Peer Instruction Education (01:090:322)
Learning assistants are required to co-enroll in this pedagogy course during their first semester in the LA Program, and subsequent participation in the LA Program is contingent upon successful completion of this course.
The content of this course focuses on effective methods of college teaching and instructional strategies. Students participate in activities design to increase their understanding of the role of a peer educator. The instructional strategies taught in this class align with the Learning Center's guiding principles of student-centered, active, cooperative learning environments and differentiated classroom instruction.

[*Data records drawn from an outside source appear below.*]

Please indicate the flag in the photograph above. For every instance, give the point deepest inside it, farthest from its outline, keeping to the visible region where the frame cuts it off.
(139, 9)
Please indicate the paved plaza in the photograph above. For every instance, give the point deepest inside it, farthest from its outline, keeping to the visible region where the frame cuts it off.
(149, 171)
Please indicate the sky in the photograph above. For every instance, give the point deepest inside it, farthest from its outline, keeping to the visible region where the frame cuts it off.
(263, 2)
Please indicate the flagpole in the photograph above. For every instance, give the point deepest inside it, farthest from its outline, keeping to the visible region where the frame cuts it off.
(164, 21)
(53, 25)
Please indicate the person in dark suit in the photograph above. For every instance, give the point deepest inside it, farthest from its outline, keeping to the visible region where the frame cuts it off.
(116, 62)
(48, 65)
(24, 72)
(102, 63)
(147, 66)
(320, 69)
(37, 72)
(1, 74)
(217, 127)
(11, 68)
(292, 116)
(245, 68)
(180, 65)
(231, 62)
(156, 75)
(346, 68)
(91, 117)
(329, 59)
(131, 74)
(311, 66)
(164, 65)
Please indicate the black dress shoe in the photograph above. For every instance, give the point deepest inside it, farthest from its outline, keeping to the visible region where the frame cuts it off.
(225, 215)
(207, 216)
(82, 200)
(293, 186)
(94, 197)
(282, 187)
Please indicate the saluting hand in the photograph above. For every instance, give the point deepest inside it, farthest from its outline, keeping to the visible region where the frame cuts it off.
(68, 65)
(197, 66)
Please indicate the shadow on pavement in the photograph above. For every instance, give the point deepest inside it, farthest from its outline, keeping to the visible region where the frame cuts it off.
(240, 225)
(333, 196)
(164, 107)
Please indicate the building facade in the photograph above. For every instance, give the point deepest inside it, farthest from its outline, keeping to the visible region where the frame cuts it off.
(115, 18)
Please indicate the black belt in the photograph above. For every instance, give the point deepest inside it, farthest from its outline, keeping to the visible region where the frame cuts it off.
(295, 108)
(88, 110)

Through this course, students learn how to:
- work with course instructors to facilitate small-group learning among students in their lectures
- help teaching assistants facilitate individual and small-group student learning during recitations
- lead study groups or recitations, which involves
- designing student-centered activities
- facilitating small group learning through dialogic discourse and effective questioning techniques
Learning assistants are trained to facilitate learning and engage students in scientific discourse (rather than act as experts who have knowledge that needs to be transmitted to the student). Topics include:
- qualities of effective teachers
- questioning techniques
- learning theories
- cooperative learning
- memory and metacognition
- activity design
The course design models active and collaborative learning experiences for the students, who then can apply these strategies and techniques in their assigned lectures, recitations, labs, and study groups.
As course instructors, we do not lecture the students who enroll in this course. Rather, this course follows a "flipped classroom" design. Students are required to read content (from discipline-based education research articles; review articles; book chapters) prior to class. During class, students discuss the content in small-group and as a whole-class; participate in active, collaborative learning activities related to the content; and develop their own activities that they can utilize as study group leaders or contribute to lesson planning for recitations, labs, and lectures.
Assessment of Student Learning
Students demonstrate their understanding of course content through frequent, formative assessment activities: weekly, online reflective blogs and bi-weekly, application homework exercises. Students are assessed summatively through a midterm exam, a portfolio of activities, a final paper (a teaching philosophy statement), and a final project (a poster presentation of literature research related to a topic in discipline-based education research).
Currently, this course is offered in both the fall and spring semester for first-semester LAs. More sections are offered in the fall and the majority of new LAs register for the course in fall. To discuss designing such a course, or the potential to offer such a course for the peer leaders in your program, please email Dr. Alice Seneres or Stacey Blackwell.
I recently completed a 6-month volunteering project in Brazil where part of my duties included teaching English, Spanish, and basic science to at-risk and orphaned youth and adolescents. Everything that I learned in the LA Program’s Peer Instructor Education Course (particularly related to collaborative learning environments) and through being a genetics learning assistant was incredibly helpful and, without a doubt, enhanced my ability to reach out and teach such a tough population.